A middle-aged Chinese woman, her golden skin tight over her cheekbones and chin, peers suspiciously out the door, still secured inside by a chain lock. “What you want?”

“You Miss Selena?” Zhu mutters. “I need to see Wing Sing.”

“This place not for you, boy. You go to Tangrenbu. You go to Spofford Alley.”

“No, I’m her brother. Cousin. I’m her cousin from Shanghai. I have news of our family. May I speak with her, please?”

“Her time not free, brother cousin.”

“I have money.” Zhu produces the double eagle.

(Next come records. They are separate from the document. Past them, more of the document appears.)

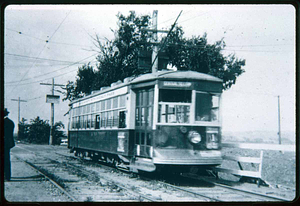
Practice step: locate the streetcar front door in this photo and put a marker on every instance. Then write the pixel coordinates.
(143, 122)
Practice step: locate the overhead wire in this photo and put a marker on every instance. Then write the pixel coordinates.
(50, 73)
(42, 50)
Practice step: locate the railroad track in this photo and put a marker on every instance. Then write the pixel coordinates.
(224, 193)
(143, 189)
(216, 192)
(81, 185)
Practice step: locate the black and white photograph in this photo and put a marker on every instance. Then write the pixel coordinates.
(149, 103)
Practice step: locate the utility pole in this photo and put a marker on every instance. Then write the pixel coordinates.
(52, 109)
(155, 47)
(19, 101)
(279, 130)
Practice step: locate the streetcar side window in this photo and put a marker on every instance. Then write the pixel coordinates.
(122, 119)
(97, 126)
(207, 107)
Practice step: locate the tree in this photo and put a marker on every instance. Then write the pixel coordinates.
(118, 58)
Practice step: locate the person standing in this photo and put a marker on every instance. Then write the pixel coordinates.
(8, 144)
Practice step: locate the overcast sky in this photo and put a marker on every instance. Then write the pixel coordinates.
(45, 42)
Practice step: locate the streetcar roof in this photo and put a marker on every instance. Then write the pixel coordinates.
(160, 75)
(178, 75)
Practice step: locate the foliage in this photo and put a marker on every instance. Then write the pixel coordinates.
(38, 131)
(118, 58)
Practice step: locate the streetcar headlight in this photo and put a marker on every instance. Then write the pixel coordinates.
(194, 137)
(212, 141)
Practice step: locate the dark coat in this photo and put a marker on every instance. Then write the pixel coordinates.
(8, 133)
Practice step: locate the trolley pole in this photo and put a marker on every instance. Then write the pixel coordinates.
(52, 110)
(19, 101)
(155, 48)
(279, 130)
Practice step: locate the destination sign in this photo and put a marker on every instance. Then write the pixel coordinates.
(177, 84)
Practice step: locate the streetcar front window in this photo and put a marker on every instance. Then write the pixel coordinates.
(174, 106)
(207, 107)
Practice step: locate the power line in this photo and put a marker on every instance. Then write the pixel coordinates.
(50, 73)
(41, 51)
(24, 56)
(45, 40)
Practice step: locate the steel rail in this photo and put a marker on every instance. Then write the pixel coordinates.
(51, 180)
(111, 181)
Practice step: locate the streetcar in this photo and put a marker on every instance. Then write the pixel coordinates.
(153, 121)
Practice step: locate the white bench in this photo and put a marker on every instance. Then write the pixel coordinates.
(244, 174)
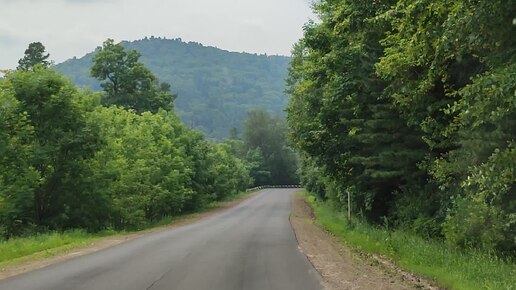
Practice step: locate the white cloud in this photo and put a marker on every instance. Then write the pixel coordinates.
(74, 27)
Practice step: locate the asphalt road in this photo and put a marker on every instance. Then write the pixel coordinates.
(251, 246)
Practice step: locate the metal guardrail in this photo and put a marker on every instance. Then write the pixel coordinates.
(274, 186)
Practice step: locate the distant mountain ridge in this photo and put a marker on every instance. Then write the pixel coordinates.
(215, 87)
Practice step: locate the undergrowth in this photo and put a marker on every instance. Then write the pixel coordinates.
(449, 267)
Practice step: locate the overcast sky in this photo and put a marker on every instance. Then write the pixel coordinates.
(71, 28)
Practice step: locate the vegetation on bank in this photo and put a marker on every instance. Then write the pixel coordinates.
(122, 159)
(410, 107)
(449, 267)
(19, 250)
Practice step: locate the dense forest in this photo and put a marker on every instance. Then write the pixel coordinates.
(409, 107)
(215, 88)
(120, 158)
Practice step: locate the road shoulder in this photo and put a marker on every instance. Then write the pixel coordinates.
(340, 267)
(43, 259)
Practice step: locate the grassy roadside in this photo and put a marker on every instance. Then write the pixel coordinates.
(449, 267)
(20, 250)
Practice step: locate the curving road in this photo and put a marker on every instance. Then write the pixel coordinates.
(251, 246)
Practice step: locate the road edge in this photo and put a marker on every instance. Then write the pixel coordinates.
(39, 262)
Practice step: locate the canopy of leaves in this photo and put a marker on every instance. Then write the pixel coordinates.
(35, 54)
(127, 82)
(410, 107)
(68, 162)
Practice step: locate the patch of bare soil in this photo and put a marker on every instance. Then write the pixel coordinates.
(22, 267)
(340, 267)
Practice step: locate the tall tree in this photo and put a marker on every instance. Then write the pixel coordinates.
(35, 54)
(127, 82)
(265, 140)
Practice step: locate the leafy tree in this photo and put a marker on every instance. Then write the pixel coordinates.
(53, 141)
(35, 54)
(265, 140)
(216, 87)
(409, 105)
(127, 82)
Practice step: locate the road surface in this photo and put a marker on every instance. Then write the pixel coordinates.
(251, 246)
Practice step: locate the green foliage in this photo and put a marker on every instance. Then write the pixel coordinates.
(215, 88)
(127, 82)
(272, 161)
(35, 54)
(68, 162)
(448, 266)
(410, 106)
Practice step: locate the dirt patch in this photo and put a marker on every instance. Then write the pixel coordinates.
(340, 267)
(26, 266)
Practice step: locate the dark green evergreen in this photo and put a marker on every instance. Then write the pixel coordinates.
(410, 107)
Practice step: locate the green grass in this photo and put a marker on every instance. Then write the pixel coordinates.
(449, 267)
(19, 250)
(40, 246)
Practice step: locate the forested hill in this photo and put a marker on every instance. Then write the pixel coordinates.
(215, 87)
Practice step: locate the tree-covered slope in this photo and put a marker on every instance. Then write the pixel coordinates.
(215, 87)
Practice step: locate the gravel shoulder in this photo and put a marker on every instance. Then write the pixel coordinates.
(342, 268)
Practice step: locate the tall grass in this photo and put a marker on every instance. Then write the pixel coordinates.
(43, 245)
(21, 249)
(449, 267)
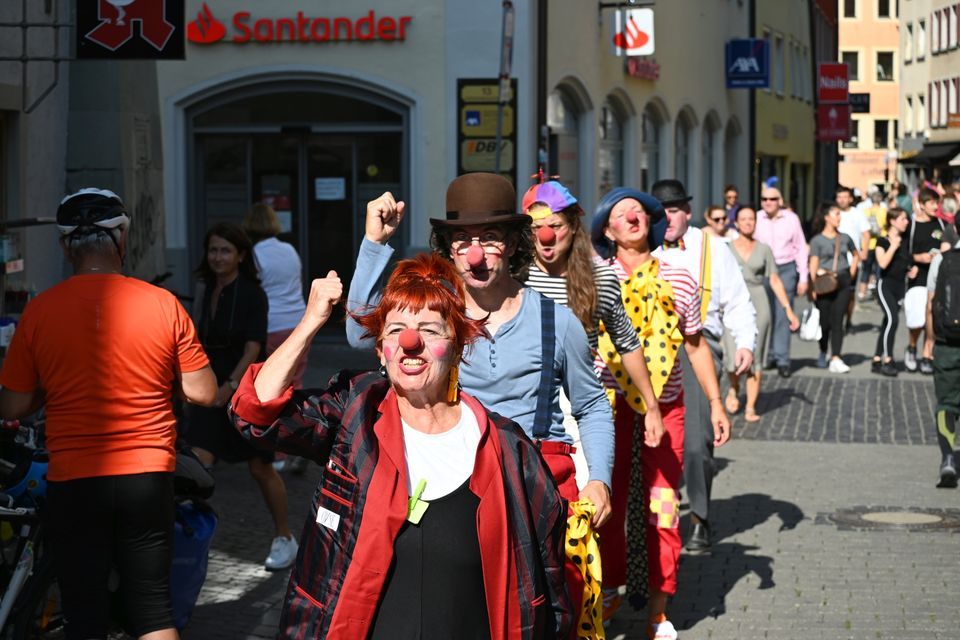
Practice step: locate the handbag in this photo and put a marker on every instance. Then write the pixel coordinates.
(810, 324)
(827, 282)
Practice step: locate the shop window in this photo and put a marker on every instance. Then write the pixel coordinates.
(852, 60)
(610, 157)
(710, 182)
(650, 161)
(681, 148)
(290, 108)
(908, 43)
(778, 75)
(921, 39)
(854, 141)
(564, 122)
(881, 133)
(885, 66)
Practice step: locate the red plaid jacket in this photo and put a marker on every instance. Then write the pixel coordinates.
(353, 429)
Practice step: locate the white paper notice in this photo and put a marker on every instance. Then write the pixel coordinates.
(330, 188)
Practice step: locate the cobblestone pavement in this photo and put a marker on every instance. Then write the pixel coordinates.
(796, 553)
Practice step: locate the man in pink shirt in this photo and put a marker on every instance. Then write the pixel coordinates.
(780, 229)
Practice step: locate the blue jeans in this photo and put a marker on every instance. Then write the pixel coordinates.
(780, 331)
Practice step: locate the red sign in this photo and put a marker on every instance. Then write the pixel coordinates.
(207, 29)
(833, 122)
(832, 83)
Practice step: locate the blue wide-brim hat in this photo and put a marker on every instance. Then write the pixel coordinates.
(658, 218)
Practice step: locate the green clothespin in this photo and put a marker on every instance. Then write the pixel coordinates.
(415, 506)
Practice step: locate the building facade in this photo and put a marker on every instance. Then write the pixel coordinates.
(930, 115)
(869, 43)
(785, 133)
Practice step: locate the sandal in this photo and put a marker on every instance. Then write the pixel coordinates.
(732, 403)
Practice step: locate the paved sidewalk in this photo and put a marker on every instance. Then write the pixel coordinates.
(781, 566)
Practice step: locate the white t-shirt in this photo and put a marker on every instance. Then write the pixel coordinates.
(279, 267)
(853, 223)
(445, 460)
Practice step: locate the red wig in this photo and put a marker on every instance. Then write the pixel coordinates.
(426, 281)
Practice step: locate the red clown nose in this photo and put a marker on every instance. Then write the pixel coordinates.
(475, 256)
(546, 235)
(410, 340)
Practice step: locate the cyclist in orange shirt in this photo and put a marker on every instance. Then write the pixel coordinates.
(105, 354)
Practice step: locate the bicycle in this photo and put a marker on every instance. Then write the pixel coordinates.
(30, 605)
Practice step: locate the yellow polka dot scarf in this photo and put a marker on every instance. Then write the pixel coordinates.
(648, 300)
(583, 552)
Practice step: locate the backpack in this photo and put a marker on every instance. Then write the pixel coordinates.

Selena studies her contemptuously, then slams the door. The chain lock clangs. She swings the door open and stands aside.

Zhu enters a parlor far more elegant than she would have expected from the street. There’s rosewood furniture, painted porcelains, the usual red velvet drapes mixed with unusual swathes of pink and purple silk. Chinese carpets with calligraphic and floral designs in muted pastel shades. The heady scent of plum incense makes Zhu’s head swim. A musician sits cross-legged in a corner on the floor, softly playing a moon fiddle, the strange lilting keen like mother China herself singing.